In the celebratory atmosphere last week as the Palestinian unity government was sworn in, ending a seven-year feud between Fatah and Hamas, it was easy to overlook who was absent.
Hamas had agreed to remain in the shadows to placate Washington, which is legally obligated to refuse aid to a government that includes a designated terrorist group. The new Palestinian cabinet looked little different from its predecessor; Hamas' input was limited to three independents, all in low-level ministerial positions.
And because this transitional government is still operating within the confines of Israeli occupation, the three ministers from Gaza were refused permits to travel to the West Bank for the swearing-in ceremony on June 2.
The appointment of a temporary government of technocrats is likely to be the easiest phase of the reconciliation agreed in late April. The deal has endured so far -- unlike earlier agreements -- because Hamas, in even more desperate straits than its rival, Fatah, has capitulated.
For that reason, the United States and most of the world hurried to offer their blessing. Israeli prime minister Benjamin Netanyahu, on the other hand, made dire warnings about the "strengthening of terror" and okayed 3,300 settler homes to punish the Palestinians.
A far trickier stage is still to come: the Palestinian cabinet under President Mahmoud Abbas needs to oversee a bitterly contested national election between Fatah and Hamas expected early next year.
The elections are seen as vital. Palestinians have had no say in who rules them since 2006, when Hamas was victorious. A year later, after brief and vicious fighting, Hamas and Fatah created separate fiefdoms in Gaza and the West Bank.
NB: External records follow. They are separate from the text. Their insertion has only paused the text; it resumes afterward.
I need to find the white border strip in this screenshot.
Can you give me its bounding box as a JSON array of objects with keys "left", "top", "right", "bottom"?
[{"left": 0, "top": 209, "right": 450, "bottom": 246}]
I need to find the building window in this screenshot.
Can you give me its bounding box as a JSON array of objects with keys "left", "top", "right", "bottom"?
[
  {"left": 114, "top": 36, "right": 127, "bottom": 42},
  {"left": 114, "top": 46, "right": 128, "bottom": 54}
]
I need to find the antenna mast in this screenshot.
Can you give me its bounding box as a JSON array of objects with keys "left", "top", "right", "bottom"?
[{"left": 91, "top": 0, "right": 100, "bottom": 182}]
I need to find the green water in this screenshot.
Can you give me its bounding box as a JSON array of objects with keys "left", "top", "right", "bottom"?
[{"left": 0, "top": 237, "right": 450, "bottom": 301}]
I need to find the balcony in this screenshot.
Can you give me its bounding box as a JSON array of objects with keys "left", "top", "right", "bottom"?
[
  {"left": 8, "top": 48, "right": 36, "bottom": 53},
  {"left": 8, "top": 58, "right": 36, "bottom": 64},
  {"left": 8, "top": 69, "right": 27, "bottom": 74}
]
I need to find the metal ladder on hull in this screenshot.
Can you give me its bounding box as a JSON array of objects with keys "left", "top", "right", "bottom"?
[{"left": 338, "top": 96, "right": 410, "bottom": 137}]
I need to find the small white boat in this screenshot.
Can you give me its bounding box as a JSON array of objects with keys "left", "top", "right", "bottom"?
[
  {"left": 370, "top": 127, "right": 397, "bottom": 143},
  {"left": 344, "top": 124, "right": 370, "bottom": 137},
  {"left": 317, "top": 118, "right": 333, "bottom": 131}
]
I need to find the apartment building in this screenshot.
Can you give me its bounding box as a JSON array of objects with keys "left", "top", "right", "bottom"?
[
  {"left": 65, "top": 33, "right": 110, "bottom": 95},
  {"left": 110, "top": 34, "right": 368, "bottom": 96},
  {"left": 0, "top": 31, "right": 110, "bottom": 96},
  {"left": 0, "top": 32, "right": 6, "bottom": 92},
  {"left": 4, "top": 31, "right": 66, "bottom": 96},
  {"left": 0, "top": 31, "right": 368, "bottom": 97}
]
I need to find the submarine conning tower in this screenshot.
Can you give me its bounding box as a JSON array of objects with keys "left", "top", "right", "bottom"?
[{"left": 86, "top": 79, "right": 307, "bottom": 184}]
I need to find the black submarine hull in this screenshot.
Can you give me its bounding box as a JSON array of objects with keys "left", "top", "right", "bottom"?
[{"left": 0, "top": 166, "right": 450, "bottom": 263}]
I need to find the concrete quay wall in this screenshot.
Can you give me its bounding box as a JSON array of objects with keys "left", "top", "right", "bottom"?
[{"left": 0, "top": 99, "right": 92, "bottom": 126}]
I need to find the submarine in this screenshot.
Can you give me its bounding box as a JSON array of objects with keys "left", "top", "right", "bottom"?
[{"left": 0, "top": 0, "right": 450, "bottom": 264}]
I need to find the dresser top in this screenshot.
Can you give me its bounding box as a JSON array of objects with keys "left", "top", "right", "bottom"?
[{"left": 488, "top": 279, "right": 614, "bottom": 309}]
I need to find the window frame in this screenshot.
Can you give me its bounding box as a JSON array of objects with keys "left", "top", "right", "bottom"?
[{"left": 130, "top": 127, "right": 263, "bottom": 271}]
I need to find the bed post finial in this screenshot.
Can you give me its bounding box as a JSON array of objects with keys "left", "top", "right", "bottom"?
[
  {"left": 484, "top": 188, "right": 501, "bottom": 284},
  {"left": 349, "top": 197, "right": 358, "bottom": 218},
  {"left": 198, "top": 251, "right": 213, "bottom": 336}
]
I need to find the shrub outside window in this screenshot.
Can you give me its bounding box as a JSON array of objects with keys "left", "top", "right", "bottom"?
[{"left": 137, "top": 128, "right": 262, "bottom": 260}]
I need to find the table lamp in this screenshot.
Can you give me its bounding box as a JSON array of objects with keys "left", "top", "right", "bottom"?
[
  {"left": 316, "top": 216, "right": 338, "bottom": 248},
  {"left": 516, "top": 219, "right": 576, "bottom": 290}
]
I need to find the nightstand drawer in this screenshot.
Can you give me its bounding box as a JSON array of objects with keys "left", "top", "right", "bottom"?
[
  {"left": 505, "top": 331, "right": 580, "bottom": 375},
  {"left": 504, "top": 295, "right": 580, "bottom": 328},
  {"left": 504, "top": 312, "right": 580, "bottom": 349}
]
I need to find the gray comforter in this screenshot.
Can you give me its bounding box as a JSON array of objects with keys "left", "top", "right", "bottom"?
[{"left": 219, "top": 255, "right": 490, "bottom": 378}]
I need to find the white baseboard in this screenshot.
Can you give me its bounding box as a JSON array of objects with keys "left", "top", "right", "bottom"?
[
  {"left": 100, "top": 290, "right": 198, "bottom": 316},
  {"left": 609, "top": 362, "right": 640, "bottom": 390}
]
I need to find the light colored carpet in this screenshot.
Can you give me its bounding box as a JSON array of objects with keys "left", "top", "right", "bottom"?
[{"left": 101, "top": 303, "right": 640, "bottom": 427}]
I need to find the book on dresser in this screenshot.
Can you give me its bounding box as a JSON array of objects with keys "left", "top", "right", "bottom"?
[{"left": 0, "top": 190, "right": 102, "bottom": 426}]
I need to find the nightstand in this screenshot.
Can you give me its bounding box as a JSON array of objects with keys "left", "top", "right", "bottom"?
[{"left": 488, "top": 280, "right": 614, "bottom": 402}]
Both need to prove their legitimacy at the ballot box.
Should voting take place, and Hamas win again, the US and others can be expected to boycott the new government -- withdrawing desperately needed aid -- as they did back in 2006.
But far more likely, Israel will not allow the elections to take place.
Eight years ago, in the months prior to voting, Israel initiated a wave of arrests of Hamas leaders in an attempt to stymie the democratic process. Israel also hoped to block voting in occupied East Jerusalem, which it considers part of its "eternal, indivisible" capital. But the White House -- realizing a ballot without Jerusalem would lack credibility -- pressured Israel into grudging acquiescence.
Less well remembered is that Fatah quietly conspired with Israel to try to postpone the national vote. Fearing that Hamas would sweep the board, Fatah hoped to use Israeli intransigence in Jerusalem as the necessary pretext to delay the wider elections to a time more favourable to its candidates.
Netanyahu has already announced that he will not allow an election in East Jerusalem, as well as indicating that Hamas will be barred from running elsewhere. That is hardly surprising: Israel has spent the past eight years eradicating Hamas from Jerusalem by jailing its leaders or expelling them to the West Bank.
But Fatah's behavior in 2006 hints at an even bigger obstacle to consummating the reconciliation. The reality is that Hamas and Fatah have entered the process only out of mutual despair.
Hamas' political and geographical isolation in Gaza has plumbed new depths since the Egyptian regime turned hostile. Blockaded on all sides, Hamas has seen its support erode as the enclave's economic crisis has deepened. A deal with Fatah seems the only way to open the borders.
The credibility of Fatah and Abbas, meanwhile, has been steadily undermined by years of cooperation with Israel -- all while the settlements have expanded -- in the hope of extracting a concession on statehood. With little to show for it, Fatah is increasingly seen as Israel's craven security contractor.
Abbas' new strategy -- creating a momentum towards statehood at the United Nations -- requires that his government-in-waiting establish its democratic credentials, territorial integrity, and a national consensus behind the diplomatic option.